The authors of this editorial [Gladwin and Kato, 2008: (http://www.haematologica.com/cgi/content/full/93/1/1)(http://www.ncbi.nlm.nih.gov/pubmed/18166776)] discussed research showing that measures of the rate of intravascular (as opposed to intramedullary, I suppose) hemolysis, in people who had had sickle-cell disease, had correlated positively with markers of hemostasis and the activation of the coagulation cascade. This type of research (http://scholar.google.com/scholar?hl=en&q=hemolysis+thrombosis+OR+thrombogenic+OR+hypercoagulability+OR+coagulopathy), along with that editorial and accompanying article [Ataga et al., 2008: (http://haematologica.com/cgi/content/full/93/1/20)(http://www.ncbi.nlm.nih.gov/pubmed/18166781)], suggests to me that the hemolysis that not-uncommonly occurs (http://scholar.google.com/scholar?hl=en&q=hemolysis+hypophosphatemia) in the context of hypophosphatemia, for example, could contribute to some of the complications associated with hypophosphatemia (or with the depletion of intracellular phosphate). It's interesting that hemolysis can produce transient elevations in serum phosphate, but hemolysis per se, as in the context of autoimmune hemolytic anemia, can cause hypophosphatemia, given that the kidneys simply excrete more phosphate in response to the hemolysis-induced elevations. Over time, those types of cycles of phosphate loss, through hemolysis or exercise-induced glycolytic activity or glycolytic activity due to thrombosis due to hemolysis, would lead to hypophosphatemia. A lot of the articles on exercise and serum phosphate report hypophosphatemia, but it's conceivable to me that hypophosphatemia-induced hemolysis could "falsely" and intermittently elevate serum phosphate to normal levels and confound attempts to diagnose the condition. Thatte et al. (1995) [Thatte et al., 1995: (http://www.ncbi.nlm.nih.gov/pubmed/7573122)] discussed research showing that hemolysis can induce hyperphosphatemia. The thrombogenic state associated with hemolysis could contribute to the intracranial hypertension that researchers have associated with hypophosphatemia and could contribute to exercise-induced rhabdomyolysis, given that rhabdomyolysis has commonly been reported in the context of hypophosphatemia.

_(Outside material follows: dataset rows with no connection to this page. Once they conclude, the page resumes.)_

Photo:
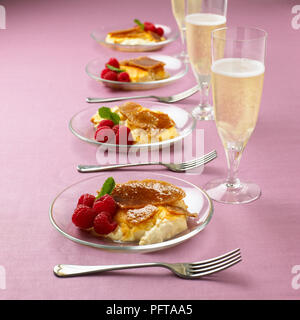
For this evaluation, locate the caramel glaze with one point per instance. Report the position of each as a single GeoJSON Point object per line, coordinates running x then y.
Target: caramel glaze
{"type": "Point", "coordinates": [135, 32]}
{"type": "Point", "coordinates": [144, 118]}
{"type": "Point", "coordinates": [138, 194]}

Part of the reason this is interesting is that the combination of thrombocytopenia, which is not uncommon in association with hypophosphatemia (http://scholar.google.com/scholar?q=thrombocytopenia+hypophosphatemia&hl=en), with hemolysis-induced thromboses and activation of the coagulation cascade is an especially dangerous combination and is one reason that heparin-induced thrombocytopenia, for example, is such a dangerous and difficult-to-manage condition. My understanding of it is that thromboses are constantly reforming and undergoing thrombolysis and that this causes small injuries and basically amounts to diffuse ischemia and hypoxia. But one explanation for the bleeding that accompanies thrombogenic conditions, such as heparin-induced thrombocytopenia, is that localized smooth muscle cell necrosis results from localized thromboses and that the small-scale reperfusion or recanalization at the site of "arterionecrosis" or microcapillary damage produces the hemorrhages. Then platelets adhere to the site of the microhemorrhage, etc. Gladwin and Kato (2008), cited above, discussed the fact that the scavenging of nitric oxide by deoxyhemoglobin can be drastically increased during hemolysis and that that, along with the generation of reactive oxygen and nitrogen species by the hemoglobin, can then produce ischemia. Nitric oxide also generally inhibits platelet function, etc., and that effect would be decreased during hemolysis.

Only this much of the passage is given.